VITROS AFP Reagent Pack - For the in vitro quantitative measurement of alpha-fetoprotein (AFP) in human serum to aid in the management of patients with non-seminomatous testicular cancer. VITROS AFP Calibrators - For in vitro use in the calibration of the VITROS Immunodiagnostic System for the quantitative measurement of AFP in human serum.

The VITROS Immunodiagnostic System uses luminescence as the signal in the quantitative and semi-quantitative determination of selected analytes in human body fluids, commonly serum. Coated microwells are used as the solid phase separation system. The system is comprised of three main elements: The VITROS Immunodiagnostic Products (in this case VITROS Immunodiagnostic Products AFP Reagent Pack, VITROS Immunodiagnostic Products AFP Calibrators, which are combined by the VITROS Immunodiagnostic System to perform the VITROS AFP assay). The VITROS Immunodiagnostic System - instrumentation, which provides automated use of the immunoassay kits. Common reagents used by the VITROS System in each assay.

Here's an analysis of the provided text regarding the VITROS AFP assay's acceptance criteria and the study proving its performance:

1. Table of Acceptance Criteria and Reported Device Performance:

The document doesn't explicitly state quantitative acceptance criteria in the typical "pass/fail" format. Instead, it demonstrates "substantial equivalence" to a predicate device. The performance is primarily shown through a correlation study and analytical performance characteristics.

2. Sample Size Used for the Test Set and Data Provenance:

• Sample Size: The document mentions "samples from serially monitored patients diagnosed and treated for testicular cancer" and "patient specimens covering the normal, therapeutic and diagnostic range." It also refers to "clinical studies of apparently healthy individuals, patients with cancer and patients with a variety of non-malignant diseases."
  • Specific sample sizes are NOT provided in this summary.
• Data Provenance: The data appears to be retrospective as it compares the new device results with those from an already approved predicate device using existing "patient specimens." The country of origin is not specified, but the submission is to the US FDA.

3. Number of Experts Used to Establish the Ground Truth for the Test Set and Their Qualifications:

This is a lab assay, not a diagnostic imaging device that typically uses expert readers for ground truth.

• Not applicable in the context of this in vitro diagnostic (IVD) assay for AFP levels. The "ground truth" for an IVD assay typically refers to the accuracy of its measurement of the analyte. In this case, the predicate device (Abbott AxSYM System AFP) served as the reference standard for the comparison.

4. Adjudication Method for the Test Set:

• Not applicable for this type of IVD assay. Adjudication methods like 2+1 or 3+1 are typically used in studies involving human interpretation (e.g., radiology reads) where there can be disagreement among experts.

5. If a Multi-Reader Multi-Case (MRMC) Comparative Effectiveness Study Was Done:

• No, an MRMC study was not done. This type of study is relevant for AI-assisted diagnostic tools where human readers are involved. The VITROS AFP assay is an automated in vitro diagnostic test.

6. If a Standalone (i.e., algorithm only without human-in-the-loop performance) Was Done:

• Yes, in essence, the study is a standalone performance assessment. The VITROS AFP assay is an automated system designed to quantitatively measure AFP levels. Its performance is evaluated directly against a predicate device without human interpretation being the primary variable. The results are compared directly to the predicate device's output.

7. The Type of Ground Truth Used:

• The primary "ground truth" or reference standard used for comparison was the predicate device, the Abbott AxSYM System AFP assay. The performance of the VITROS AFP assay was evaluated based on its correlation and agreement with readings obtained from this established, FDA-approved device. Additionally, the clinical utility was assessed through "serial monitoring" of actual cancer patients, implying clinical outcomes were considered in relation to AFP levels.
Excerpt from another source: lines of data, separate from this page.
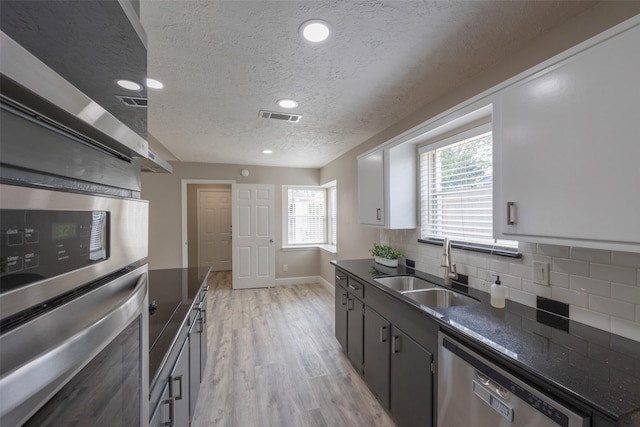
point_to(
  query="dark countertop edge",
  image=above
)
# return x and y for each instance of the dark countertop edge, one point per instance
(438, 316)
(174, 340)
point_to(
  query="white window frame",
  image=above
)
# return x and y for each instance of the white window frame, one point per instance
(489, 243)
(327, 244)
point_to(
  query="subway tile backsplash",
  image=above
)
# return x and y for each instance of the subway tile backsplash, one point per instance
(601, 287)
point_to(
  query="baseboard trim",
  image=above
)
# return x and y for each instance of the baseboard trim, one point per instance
(305, 280)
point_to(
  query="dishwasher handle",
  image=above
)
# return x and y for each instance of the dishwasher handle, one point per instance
(492, 400)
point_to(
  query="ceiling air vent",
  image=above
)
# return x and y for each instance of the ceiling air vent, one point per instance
(133, 101)
(294, 118)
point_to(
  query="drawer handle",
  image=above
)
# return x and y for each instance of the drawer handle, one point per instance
(383, 335)
(179, 379)
(171, 402)
(396, 344)
(511, 213)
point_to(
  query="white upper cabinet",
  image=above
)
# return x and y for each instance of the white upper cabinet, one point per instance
(387, 194)
(567, 147)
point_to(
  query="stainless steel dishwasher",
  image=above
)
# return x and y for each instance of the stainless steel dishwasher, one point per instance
(475, 392)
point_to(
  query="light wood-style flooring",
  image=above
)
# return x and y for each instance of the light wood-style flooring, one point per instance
(274, 361)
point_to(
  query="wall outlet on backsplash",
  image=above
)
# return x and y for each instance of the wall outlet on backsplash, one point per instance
(540, 273)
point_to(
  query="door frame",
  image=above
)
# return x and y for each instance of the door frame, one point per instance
(184, 183)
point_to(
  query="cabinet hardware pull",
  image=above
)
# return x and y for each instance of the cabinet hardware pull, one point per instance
(395, 344)
(511, 217)
(171, 401)
(383, 337)
(174, 379)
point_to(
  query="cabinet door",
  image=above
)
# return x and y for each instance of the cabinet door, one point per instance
(355, 331)
(203, 335)
(194, 362)
(371, 188)
(377, 336)
(164, 412)
(567, 151)
(411, 381)
(341, 315)
(179, 387)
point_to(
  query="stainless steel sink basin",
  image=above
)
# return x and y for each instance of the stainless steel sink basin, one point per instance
(439, 298)
(404, 283)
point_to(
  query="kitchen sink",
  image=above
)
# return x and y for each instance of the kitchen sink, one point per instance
(439, 298)
(405, 283)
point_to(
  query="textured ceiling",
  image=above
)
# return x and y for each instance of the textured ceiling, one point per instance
(223, 61)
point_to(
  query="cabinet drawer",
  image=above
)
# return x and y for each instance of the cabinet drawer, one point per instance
(341, 278)
(355, 288)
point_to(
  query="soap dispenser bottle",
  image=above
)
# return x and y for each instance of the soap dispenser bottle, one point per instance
(497, 294)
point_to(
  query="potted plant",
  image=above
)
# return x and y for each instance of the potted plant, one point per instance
(385, 255)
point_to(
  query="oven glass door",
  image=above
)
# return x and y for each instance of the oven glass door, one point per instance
(106, 392)
(84, 362)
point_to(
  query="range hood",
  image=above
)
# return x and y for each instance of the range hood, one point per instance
(60, 60)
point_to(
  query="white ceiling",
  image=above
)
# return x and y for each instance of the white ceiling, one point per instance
(223, 61)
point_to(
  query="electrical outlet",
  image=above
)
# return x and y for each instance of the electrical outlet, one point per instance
(541, 273)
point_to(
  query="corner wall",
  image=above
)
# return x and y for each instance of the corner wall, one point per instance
(164, 192)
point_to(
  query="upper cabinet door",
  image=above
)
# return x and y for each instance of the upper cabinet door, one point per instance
(371, 188)
(387, 182)
(567, 153)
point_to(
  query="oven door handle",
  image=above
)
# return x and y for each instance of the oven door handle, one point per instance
(33, 380)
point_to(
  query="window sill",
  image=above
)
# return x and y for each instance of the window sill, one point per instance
(327, 248)
(485, 249)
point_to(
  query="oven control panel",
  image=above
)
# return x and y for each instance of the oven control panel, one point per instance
(39, 244)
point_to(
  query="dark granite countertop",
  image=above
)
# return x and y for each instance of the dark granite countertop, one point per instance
(173, 290)
(595, 367)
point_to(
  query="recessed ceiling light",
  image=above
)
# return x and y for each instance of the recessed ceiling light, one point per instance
(314, 30)
(128, 84)
(287, 103)
(154, 84)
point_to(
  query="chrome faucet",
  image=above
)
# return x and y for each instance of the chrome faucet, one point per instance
(449, 268)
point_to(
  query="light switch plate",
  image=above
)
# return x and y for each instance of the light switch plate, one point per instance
(541, 273)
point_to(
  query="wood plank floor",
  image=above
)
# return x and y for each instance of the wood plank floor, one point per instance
(274, 361)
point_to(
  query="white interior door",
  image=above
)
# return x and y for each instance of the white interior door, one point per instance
(214, 229)
(253, 235)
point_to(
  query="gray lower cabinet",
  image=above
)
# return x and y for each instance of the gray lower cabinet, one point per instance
(377, 336)
(355, 330)
(411, 381)
(341, 315)
(203, 334)
(163, 415)
(179, 388)
(195, 334)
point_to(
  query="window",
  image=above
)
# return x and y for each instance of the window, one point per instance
(310, 215)
(456, 185)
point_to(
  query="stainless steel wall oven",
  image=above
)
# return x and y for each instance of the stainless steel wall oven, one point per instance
(73, 239)
(74, 310)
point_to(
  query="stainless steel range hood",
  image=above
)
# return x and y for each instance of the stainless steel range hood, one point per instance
(59, 60)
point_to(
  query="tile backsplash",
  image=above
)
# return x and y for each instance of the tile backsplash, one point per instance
(601, 287)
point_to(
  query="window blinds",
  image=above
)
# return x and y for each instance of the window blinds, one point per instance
(306, 216)
(456, 182)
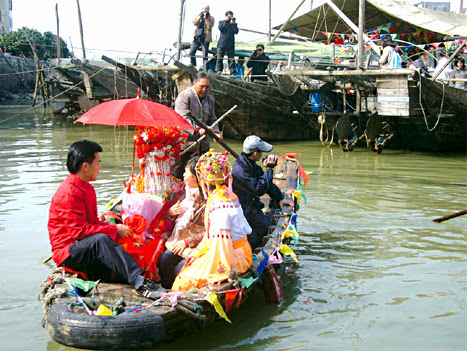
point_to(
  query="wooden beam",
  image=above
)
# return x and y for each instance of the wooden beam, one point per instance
(287, 22)
(81, 31)
(454, 54)
(349, 73)
(361, 28)
(58, 36)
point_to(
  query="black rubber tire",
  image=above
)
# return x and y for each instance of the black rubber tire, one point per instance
(140, 330)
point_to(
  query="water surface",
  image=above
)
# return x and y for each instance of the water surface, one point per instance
(375, 272)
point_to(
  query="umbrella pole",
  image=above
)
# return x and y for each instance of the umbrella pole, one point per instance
(133, 164)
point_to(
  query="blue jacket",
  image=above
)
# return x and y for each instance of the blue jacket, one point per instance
(250, 182)
(227, 38)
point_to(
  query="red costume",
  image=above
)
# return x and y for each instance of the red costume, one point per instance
(73, 217)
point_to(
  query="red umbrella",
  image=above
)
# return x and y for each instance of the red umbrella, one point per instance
(134, 112)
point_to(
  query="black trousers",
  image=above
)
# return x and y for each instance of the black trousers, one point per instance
(259, 224)
(169, 266)
(220, 60)
(195, 45)
(102, 258)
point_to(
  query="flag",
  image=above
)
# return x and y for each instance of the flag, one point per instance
(230, 296)
(288, 252)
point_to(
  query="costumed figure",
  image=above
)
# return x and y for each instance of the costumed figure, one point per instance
(224, 247)
(188, 230)
(150, 194)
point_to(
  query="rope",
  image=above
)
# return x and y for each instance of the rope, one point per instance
(322, 121)
(53, 98)
(420, 102)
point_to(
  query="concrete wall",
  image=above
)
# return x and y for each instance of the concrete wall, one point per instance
(17, 76)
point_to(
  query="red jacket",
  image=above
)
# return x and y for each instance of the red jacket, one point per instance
(73, 216)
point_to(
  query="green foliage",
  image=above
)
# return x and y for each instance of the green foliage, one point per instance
(16, 43)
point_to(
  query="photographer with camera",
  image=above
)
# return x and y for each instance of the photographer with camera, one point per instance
(226, 43)
(203, 35)
(250, 182)
(258, 63)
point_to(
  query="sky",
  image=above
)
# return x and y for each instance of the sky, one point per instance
(125, 27)
(121, 29)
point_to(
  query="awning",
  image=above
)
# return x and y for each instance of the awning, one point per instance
(405, 21)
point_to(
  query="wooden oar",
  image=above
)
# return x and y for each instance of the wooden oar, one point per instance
(212, 135)
(204, 136)
(452, 215)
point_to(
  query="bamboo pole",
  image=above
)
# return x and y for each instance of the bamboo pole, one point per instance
(58, 36)
(352, 25)
(454, 54)
(287, 22)
(349, 73)
(269, 30)
(361, 28)
(452, 215)
(81, 31)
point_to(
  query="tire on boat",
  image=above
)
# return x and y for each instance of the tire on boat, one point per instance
(128, 331)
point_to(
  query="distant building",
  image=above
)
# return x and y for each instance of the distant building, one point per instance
(6, 17)
(435, 5)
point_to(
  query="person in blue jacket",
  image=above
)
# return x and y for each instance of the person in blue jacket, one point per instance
(250, 182)
(226, 43)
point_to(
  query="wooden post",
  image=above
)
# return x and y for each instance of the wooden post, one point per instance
(352, 25)
(180, 25)
(269, 31)
(287, 22)
(81, 31)
(361, 29)
(58, 36)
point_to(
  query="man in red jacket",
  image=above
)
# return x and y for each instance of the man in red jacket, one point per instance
(80, 241)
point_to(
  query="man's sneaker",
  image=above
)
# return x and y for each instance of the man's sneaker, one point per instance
(150, 290)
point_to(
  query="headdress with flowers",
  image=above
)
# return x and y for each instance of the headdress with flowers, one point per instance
(214, 169)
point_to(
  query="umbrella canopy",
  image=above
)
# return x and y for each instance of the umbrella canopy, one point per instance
(134, 112)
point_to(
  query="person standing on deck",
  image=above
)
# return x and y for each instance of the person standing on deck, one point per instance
(250, 182)
(226, 44)
(446, 72)
(459, 73)
(202, 36)
(390, 58)
(79, 240)
(258, 63)
(197, 101)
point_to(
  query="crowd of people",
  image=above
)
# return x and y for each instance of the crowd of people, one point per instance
(427, 62)
(197, 236)
(258, 61)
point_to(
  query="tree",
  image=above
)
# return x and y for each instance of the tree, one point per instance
(17, 44)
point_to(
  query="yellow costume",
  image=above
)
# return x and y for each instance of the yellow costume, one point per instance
(224, 246)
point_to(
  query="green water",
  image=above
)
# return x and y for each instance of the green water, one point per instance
(375, 272)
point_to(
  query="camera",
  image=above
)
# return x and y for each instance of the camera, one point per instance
(269, 165)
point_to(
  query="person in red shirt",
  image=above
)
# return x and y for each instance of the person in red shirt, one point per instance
(80, 241)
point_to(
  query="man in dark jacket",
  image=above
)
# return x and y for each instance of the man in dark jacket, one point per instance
(250, 182)
(259, 63)
(226, 43)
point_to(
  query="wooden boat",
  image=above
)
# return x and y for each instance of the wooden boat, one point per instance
(142, 323)
(378, 105)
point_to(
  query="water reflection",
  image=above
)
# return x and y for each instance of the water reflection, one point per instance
(375, 272)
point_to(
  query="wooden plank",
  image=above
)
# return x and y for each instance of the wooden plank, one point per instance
(393, 92)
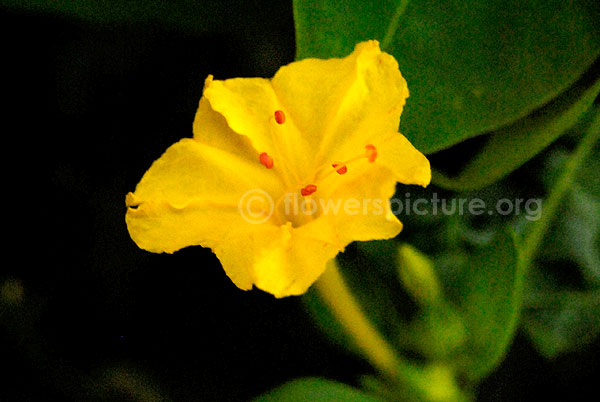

8. The Sample Size for the Training Set:

• Not applicable/Not explicitly stated. This document describes a traditional medical device (an immunoassay kit and system), not a machine learning or AI-driven device that requires a distinct "training set" in the common AI sense. The development of such assays involves extensive R&D and calibration, but not typically a separate "training set" as defined for AI models.

9. How the Ground Truth for the Training Set Was Established:

• Not applicable/Not explicitly stated. As this is not an AI/ML device, the concept of a training set ground truth doesn't directly apply in the same way. The assay's analytical characteristics (calibration, sensitivity, etc.) are established through laboratory procedures and reference materials.